My attempt at analyzing the data
For sake of simplicity (giving an odds ratio > 1) I am going to invert the OP coding
damagecodedata = {{53, 1}, {57, 1}, {58, 1}, {63, 1}, {66, 0}, {67, 0},
{67, 0}, {67, 0}, {68, 0}, {69, 0}, {70, 1}, {70, 0},
{70, 1}, {70, 0}, {72, 0}, {73, 0}, {75, 1}, {75, 0},
{76, 0}, {76, 0}, {78, 0}, {79, 0}, {81, 0}};
damagecodedata[[All,2]] = damagecodedata[[All,2]]/.{0->1,1->0};
model = LogitModelFit[damagecodedata, x, x]
Normal[model]
model["ParameterTable"]
The model table gives a slope of 0.232 with an error of 0.108, both of which are in log form. The slope and standard error are extracted:
model["ParameterTableEntries"][[2, {1, 2}]]
and we obtain the odds ratio with confidence interval:
E^{a, a + b, a - b} /. {a -> model["ParameterTableEntries"][[2, 1]],
b -> 1.96*model["ParameterTableEntries"][[2, 2]]}
yielding an odds ratio of 1.26 with a range of 1.02 to 1.55. Meaning that the chance of a (1) outcome (remember, I changed the definition of the outcome from the OP) increases by 1.26 times with every 1 unit change in temperature.
Yeah, but what about the graph!
The OP refers to page 14 of this link as an example of the graph that is desired. There is a fundamental difference in the data in the reference and the data presented here, namely the reference is using probabilities that either aren't known or haven't been presented in this question. If the data are available and it is possible to use probabilities instead of the boolean response, then one might be able to generate the requested graph. Presently, I am not sure that the graph would provide any meaningful information.
Update
We can use the "ParameterConfidenceIntervals" property of LogicModelFit to generate confidence bands, although to be honest I do not know what their value is for a logistic model in general and as you will see below, they are not at all useful to the current problem. Nonetheless, I'm presenting how the confidence bands can be drawn using Mathematica
To make the plotting easy, I make a list of parameters and define the logistic function.
res = Join[{model["BestFitParameters"]}, model["ParameterConfidenceIntervals"] // Transpose]
f[{a_, b_}] := 1/(1 + E^(-a - b x));
Then we can Plot:
Plot[Evaluate[f[#] & /@ res], {x, 53, 81}, Filling -> {{3 -> {1}}, {2 -> {1}}},
FillingStyle -> {LightBlue, LightGreen}, PlotRange -> All, Frame -> True,
FrameStyle -> Directive[FontSize -> 13], FrameLabel ->
{Style["Temperature (deg F)", 14], Style["Coded Damage", 14]},
FrameTicks -> {Range[50, 90, 5], {0, 1}, None, None},
Epilog -> {PointSize[Medium], Red, Point@damagecodedata}]
Giving us the following:
As can be seen, the 95% confidence intervals as presented from the model fit tell us that the model isn't very good for the data set.
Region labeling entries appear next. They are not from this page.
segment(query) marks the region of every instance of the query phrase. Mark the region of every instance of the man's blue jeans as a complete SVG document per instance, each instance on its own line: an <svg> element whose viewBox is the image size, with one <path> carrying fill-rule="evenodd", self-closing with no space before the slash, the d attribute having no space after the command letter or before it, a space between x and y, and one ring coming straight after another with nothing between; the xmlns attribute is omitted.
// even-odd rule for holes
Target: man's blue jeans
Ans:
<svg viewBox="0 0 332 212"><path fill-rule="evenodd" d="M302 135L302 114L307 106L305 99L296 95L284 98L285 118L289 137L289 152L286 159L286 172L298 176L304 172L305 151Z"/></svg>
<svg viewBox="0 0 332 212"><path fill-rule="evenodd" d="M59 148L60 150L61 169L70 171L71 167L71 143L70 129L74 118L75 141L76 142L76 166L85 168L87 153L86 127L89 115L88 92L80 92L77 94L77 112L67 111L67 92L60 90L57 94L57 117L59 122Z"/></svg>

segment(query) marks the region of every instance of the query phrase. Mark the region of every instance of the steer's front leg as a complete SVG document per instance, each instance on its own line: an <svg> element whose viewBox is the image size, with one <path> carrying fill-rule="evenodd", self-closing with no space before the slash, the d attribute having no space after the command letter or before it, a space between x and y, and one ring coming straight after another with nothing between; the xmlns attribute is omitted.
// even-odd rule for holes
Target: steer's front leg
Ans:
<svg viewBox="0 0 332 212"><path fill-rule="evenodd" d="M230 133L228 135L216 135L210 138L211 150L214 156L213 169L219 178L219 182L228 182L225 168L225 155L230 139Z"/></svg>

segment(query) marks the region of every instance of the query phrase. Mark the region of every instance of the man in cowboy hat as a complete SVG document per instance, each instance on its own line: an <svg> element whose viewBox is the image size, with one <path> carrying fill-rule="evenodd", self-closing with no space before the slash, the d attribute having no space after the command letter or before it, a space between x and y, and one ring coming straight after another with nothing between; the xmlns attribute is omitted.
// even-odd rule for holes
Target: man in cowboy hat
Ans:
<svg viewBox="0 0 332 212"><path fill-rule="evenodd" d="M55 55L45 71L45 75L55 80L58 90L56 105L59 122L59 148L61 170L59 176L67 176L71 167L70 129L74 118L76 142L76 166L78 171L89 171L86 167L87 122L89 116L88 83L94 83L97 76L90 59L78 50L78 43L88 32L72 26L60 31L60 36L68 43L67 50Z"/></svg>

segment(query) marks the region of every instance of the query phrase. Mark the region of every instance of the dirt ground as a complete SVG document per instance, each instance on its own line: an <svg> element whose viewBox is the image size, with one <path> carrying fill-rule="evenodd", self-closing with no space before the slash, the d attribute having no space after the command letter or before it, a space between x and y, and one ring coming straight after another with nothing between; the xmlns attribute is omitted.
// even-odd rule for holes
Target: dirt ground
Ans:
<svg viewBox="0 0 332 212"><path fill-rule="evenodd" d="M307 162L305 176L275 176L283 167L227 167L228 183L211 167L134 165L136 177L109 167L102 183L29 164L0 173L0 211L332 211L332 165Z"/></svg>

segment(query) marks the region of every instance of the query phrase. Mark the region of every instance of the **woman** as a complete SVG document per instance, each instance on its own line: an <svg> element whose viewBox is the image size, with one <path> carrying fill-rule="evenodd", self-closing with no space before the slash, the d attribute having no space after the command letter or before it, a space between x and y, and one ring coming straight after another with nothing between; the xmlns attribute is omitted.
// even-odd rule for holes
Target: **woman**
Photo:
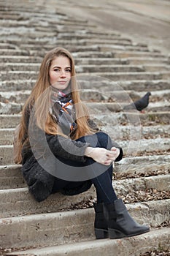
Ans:
<svg viewBox="0 0 170 256"><path fill-rule="evenodd" d="M147 232L149 227L136 223L117 197L112 182L112 163L122 159L123 151L89 118L75 75L74 59L68 50L50 50L25 104L17 163L22 163L29 191L40 202L57 192L77 195L93 184L97 195L96 238Z"/></svg>

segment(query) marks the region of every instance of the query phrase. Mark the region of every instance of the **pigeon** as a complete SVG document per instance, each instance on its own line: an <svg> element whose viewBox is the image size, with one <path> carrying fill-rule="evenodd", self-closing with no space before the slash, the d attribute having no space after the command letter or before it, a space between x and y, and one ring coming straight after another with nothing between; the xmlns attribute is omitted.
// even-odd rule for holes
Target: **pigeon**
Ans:
<svg viewBox="0 0 170 256"><path fill-rule="evenodd" d="M150 95L151 95L151 93L148 91L141 99L135 101L134 102L127 106L125 106L123 108L123 110L130 110L133 109L136 109L138 111L142 111L144 108L148 106Z"/></svg>

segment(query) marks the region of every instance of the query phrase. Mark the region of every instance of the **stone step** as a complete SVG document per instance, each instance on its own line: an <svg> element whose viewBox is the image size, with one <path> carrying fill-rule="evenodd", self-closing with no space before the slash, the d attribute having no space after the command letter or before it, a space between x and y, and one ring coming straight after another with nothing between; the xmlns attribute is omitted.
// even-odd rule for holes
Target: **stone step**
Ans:
<svg viewBox="0 0 170 256"><path fill-rule="evenodd" d="M105 52L94 52L89 51L86 53L83 52L72 52L72 55L74 58L89 58L89 56L92 58L107 58L107 53L109 53L109 56L115 58L165 58L167 57L163 53L157 53L157 52L139 52L139 51L124 51L122 50L114 50L112 51L106 51ZM108 53L109 54L109 53Z"/></svg>
<svg viewBox="0 0 170 256"><path fill-rule="evenodd" d="M9 23L7 24L7 26L11 26L11 25L12 24L12 26L15 25L14 24L14 21L11 20L12 22L11 23ZM58 22L58 25L63 25L65 23L64 22L61 22L61 21L59 21ZM74 23L72 24L70 23L71 25L74 25ZM0 25L1 25L1 20L0 20ZM18 25L21 26L22 23L16 23L16 26L18 26ZM26 27L31 26L29 24L29 23L23 23L23 26L25 26ZM55 25L54 25L55 26ZM75 26L80 26L78 24L75 24ZM85 24L85 26L87 26L87 24ZM48 25L49 26L49 25ZM34 27L35 28L36 26L34 25ZM6 43L6 42L4 42L4 41L2 39L0 39L0 42L1 42L1 43ZM20 42L20 40L17 40L17 39L15 39L15 40L12 40L10 39L9 39L7 40L7 42L9 44L11 44L11 43L15 43L15 45L20 45L21 47L25 45L24 42ZM46 40L42 40L40 42L38 42L38 45L45 45L45 43L49 43L49 41L47 42ZM126 38L121 38L121 37L119 37L119 38L116 38L116 39L107 39L107 38L105 38L105 39L98 39L98 38L86 38L85 36L84 36L84 38L82 39L80 39L80 38L77 38L76 35L74 35L74 37L72 37L72 39L64 39L64 38L58 38L57 39L57 43L58 45L63 45L63 46L64 47L65 45L68 45L68 44L70 44L71 45L96 45L96 44L98 44L98 45L101 45L101 44L107 44L107 45L131 45L131 46L138 46L138 47L144 47L146 48L147 45L146 44L144 44L144 43L134 43L134 42L132 42L131 40L128 39L126 39ZM36 43L36 42L34 40L32 40L31 39L29 39L27 40L27 44L29 44L31 45L31 47L32 48L33 46L31 45L38 45L37 43ZM49 43L49 45L50 47L50 44ZM40 46L40 45L39 45Z"/></svg>
<svg viewBox="0 0 170 256"><path fill-rule="evenodd" d="M170 150L170 138L158 138L155 139L141 139L140 134L136 140L131 140L129 141L122 140L119 141L119 145L123 148L124 157L134 156L136 154L144 154L146 153L152 154L154 151L158 153L164 152ZM137 136L136 136L137 137ZM13 165L13 146L12 145L1 145L0 146L0 165Z"/></svg>
<svg viewBox="0 0 170 256"><path fill-rule="evenodd" d="M113 81L131 80L166 80L170 78L170 71L161 72L86 72L80 73L80 75L85 75L93 78L96 76L98 79L108 79ZM36 71L1 71L1 80L12 80L23 78L23 80L34 80L36 79L38 72Z"/></svg>
<svg viewBox="0 0 170 256"><path fill-rule="evenodd" d="M154 155L125 157L115 163L114 172L117 173L157 175L163 171L169 173L170 155ZM0 187L1 189L26 187L20 165L0 166ZM161 184L160 184L161 185ZM166 183L163 186L166 186Z"/></svg>
<svg viewBox="0 0 170 256"><path fill-rule="evenodd" d="M49 29L48 28L47 28L47 29ZM56 45L56 44L55 44ZM66 42L65 43L63 43L61 41L58 42L58 46L63 46L65 48L68 48L71 52L74 52L74 51L90 51L90 50L93 50L93 47L96 48L98 47L98 50L105 52L105 51L110 51L110 50L134 50L134 51L142 51L142 52L148 52L149 50L147 48L147 47L146 46L140 46L140 45L123 45L123 44L114 44L114 42L112 42L112 45L107 45L105 44L102 44L101 43L94 43L93 42L91 45L88 44L88 45L82 45L81 42L79 43L79 45L81 46L75 46L76 45L77 45L77 43L73 43L72 44L72 42L70 42L68 40L68 42ZM30 44L21 44L20 45L20 49L28 49L29 50L35 50L37 51L38 50L39 50L39 48L41 48L41 50L50 50L50 49L53 49L55 47L55 45L30 45Z"/></svg>
<svg viewBox="0 0 170 256"><path fill-rule="evenodd" d="M20 114L7 114L0 115L0 128L15 128L20 120ZM160 123L163 124L170 124L170 113L165 112L150 112L145 113L115 113L112 114L109 113L109 120L108 115L96 114L95 116L91 115L91 118L102 128L104 127L106 123L111 124L112 126L129 125L130 124L136 125L150 125L153 126ZM101 121L102 119L102 121ZM107 127L109 130L109 127Z"/></svg>
<svg viewBox="0 0 170 256"><path fill-rule="evenodd" d="M117 140L118 141L118 140ZM144 154L154 152L169 151L170 138L157 138L155 139L142 139L129 141L118 141L119 145L123 148L124 156L136 156L138 154Z"/></svg>
<svg viewBox="0 0 170 256"><path fill-rule="evenodd" d="M0 61L1 61L0 56ZM169 64L168 58L75 58L75 63L77 64L131 64L131 65L142 65L142 64ZM4 59L3 59L4 61ZM12 61L11 61L12 62ZM15 62L15 61L14 61Z"/></svg>
<svg viewBox="0 0 170 256"><path fill-rule="evenodd" d="M128 103L130 102L130 99L135 101L146 94L146 91L136 92L135 91L115 91L115 89L113 90L113 88L111 88L111 91L106 91L104 89L105 88L101 89L101 91L95 89L80 89L79 91L82 100L95 102L109 102L112 100L115 102L121 102ZM1 91L0 102L4 103L9 102L15 103L25 102L31 92L31 90ZM169 98L170 90L154 91L152 91L150 102L155 102L158 101L165 101L165 99L169 100Z"/></svg>
<svg viewBox="0 0 170 256"><path fill-rule="evenodd" d="M80 75L96 76L98 78L104 78L105 79L110 79L114 81L120 80L159 80L159 79L169 79L169 71L161 72L86 72L80 73ZM5 75L4 75L5 77ZM4 79L1 75L2 80Z"/></svg>
<svg viewBox="0 0 170 256"><path fill-rule="evenodd" d="M0 218L68 211L76 208L77 205L85 205L96 197L95 189L92 187L83 194L68 197L55 193L43 202L37 203L27 186L25 187L0 190L0 204L2 206Z"/></svg>
<svg viewBox="0 0 170 256"><path fill-rule="evenodd" d="M3 128L15 128L20 121L21 115L0 115L0 126Z"/></svg>
<svg viewBox="0 0 170 256"><path fill-rule="evenodd" d="M165 214L169 207L169 200L127 205L136 220L152 227L169 220ZM1 219L1 246L26 249L93 240L93 208Z"/></svg>
<svg viewBox="0 0 170 256"><path fill-rule="evenodd" d="M113 181L113 187L119 197L125 197L128 194L131 196L131 192L134 191L139 191L139 193L149 189L155 189L159 192L170 192L170 174ZM58 212L77 204L85 205L89 202L89 198L92 200L96 197L95 189L92 187L88 192L72 198L57 193L37 203L29 193L27 186L15 189L2 187L0 190L0 217Z"/></svg>
<svg viewBox="0 0 170 256"><path fill-rule="evenodd" d="M13 49L3 49L3 50L0 50L0 55L1 56L9 56L9 55L11 55L11 56L17 56L17 55L19 55L19 56L29 56L30 53L28 52L28 50L19 50L19 49L17 49L17 50L13 50Z"/></svg>
<svg viewBox="0 0 170 256"><path fill-rule="evenodd" d="M35 79L18 79L17 80L0 81L0 91L8 91L31 90L36 83ZM98 91L104 91L105 94L111 93L111 91L126 90L136 91L147 91L148 90L153 91L157 90L166 90L170 88L169 80L121 80L118 82L112 81L104 78L96 78L95 76L81 76L77 75L77 80L80 87L85 89L91 89L92 84L93 89ZM111 90L112 89L112 90Z"/></svg>
<svg viewBox="0 0 170 256"><path fill-rule="evenodd" d="M157 173L164 171L169 173L170 155L150 155L144 157L125 157L115 162L115 171L118 173Z"/></svg>
<svg viewBox="0 0 170 256"><path fill-rule="evenodd" d="M166 90L170 88L169 79L161 80L123 80L120 78L118 81L112 81L104 77L93 77L91 76L82 76L80 75L77 76L80 87L85 89L91 89L92 85L93 89L97 89L99 91L104 91L105 94L110 93L112 91L152 91L158 90ZM19 83L19 82L18 82ZM8 83L9 84L9 83ZM15 86L15 83L9 83L7 86ZM2 82L2 86L5 87L6 84ZM19 85L18 85L19 86ZM3 91L3 88L1 88Z"/></svg>
<svg viewBox="0 0 170 256"><path fill-rule="evenodd" d="M131 256L147 253L150 250L158 249L158 244L162 248L169 248L170 228L153 230L143 235L133 238L109 240L101 239L74 244L63 246L53 246L43 248L31 249L26 251L17 251L7 253L7 255L36 255L36 256ZM142 245L144 243L144 246ZM121 246L120 246L120 244ZM137 255L136 255L137 252Z"/></svg>
<svg viewBox="0 0 170 256"><path fill-rule="evenodd" d="M123 108L127 105L125 102L86 102L90 115L99 113L110 113L112 112L123 111ZM0 102L0 114L18 114L22 111L23 103ZM150 102L146 109L148 112L169 111L170 102L168 101ZM127 110L124 112L131 112ZM135 110L132 110L135 112Z"/></svg>
<svg viewBox="0 0 170 256"><path fill-rule="evenodd" d="M140 138L170 137L170 124L134 127L131 123L129 125L122 126L118 123L115 124L115 119L112 120L112 116L98 115L93 119L102 131L109 134L115 140L135 139L137 136ZM14 131L15 128L0 128L0 144L12 145Z"/></svg>
<svg viewBox="0 0 170 256"><path fill-rule="evenodd" d="M39 56L0 56L0 63L15 63L18 64L18 63L24 64L27 63L28 64L32 64L34 63L38 63L39 65L40 65L40 63L42 62L42 59L39 58Z"/></svg>
<svg viewBox="0 0 170 256"><path fill-rule="evenodd" d="M13 14L13 11L12 11ZM4 13L5 14L5 13ZM6 15L6 14L5 14ZM37 23L31 19L28 20L26 16L26 13L24 13L25 15L25 20L10 20L10 19L1 19L0 20L0 26L2 27L14 27L14 26L26 26L26 27L30 27L31 26L34 26L36 27L37 26ZM30 18L30 17L29 17ZM55 16L55 23L53 22L53 20L47 20L47 22L44 22L43 23L43 27L46 27L47 25L49 26L50 24L50 27L53 26L56 26L56 21L58 25L74 25L74 26L88 26L89 27L94 27L93 25L88 23L85 20L66 20L66 19L61 19L59 18L58 16ZM35 42L35 41L32 41L33 42Z"/></svg>

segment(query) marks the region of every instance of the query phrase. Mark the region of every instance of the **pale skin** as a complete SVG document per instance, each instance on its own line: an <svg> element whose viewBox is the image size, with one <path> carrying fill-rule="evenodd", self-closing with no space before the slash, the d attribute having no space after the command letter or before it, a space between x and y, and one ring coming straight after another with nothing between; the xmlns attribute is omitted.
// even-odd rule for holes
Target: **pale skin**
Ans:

I'm wondering if you ever got this worked out, because I'm trying to do the same thing.
Here's how far I got. You can retrieve confidence intervals for the fitted curve if you use NonLinearModelFit rather than LogitModelFit. The syntax for a logistic function in NonLinearModelFit is:
model2 = NonlinearModelFit[damagecodedata, (1/(1 + E^(-a + b*x))),
{{a, -15}, {b, 0.1}}, x]
Note I used initial guesses for the parameters that were reasonably close to what you got with LogitModelFit. The fitted model is:
1/(1 + E^(-19.2615 + 0.300954 x))
The parameters are a little different from what you got, because NonlinearModelFit assumes the data are normally distributed whereas LogitModelFit assumes a binomial distribution (I think the latter is more reasonable).
You can obtain the confidence bands like so:
model2["MeanPredictionBands", ConfidenceLevel -> .90]
And when you plot them you get:
The problem, as I see it, is the confidence bands go above 1 and below 0, even though the function cannot.
Any help with this would be appreciated.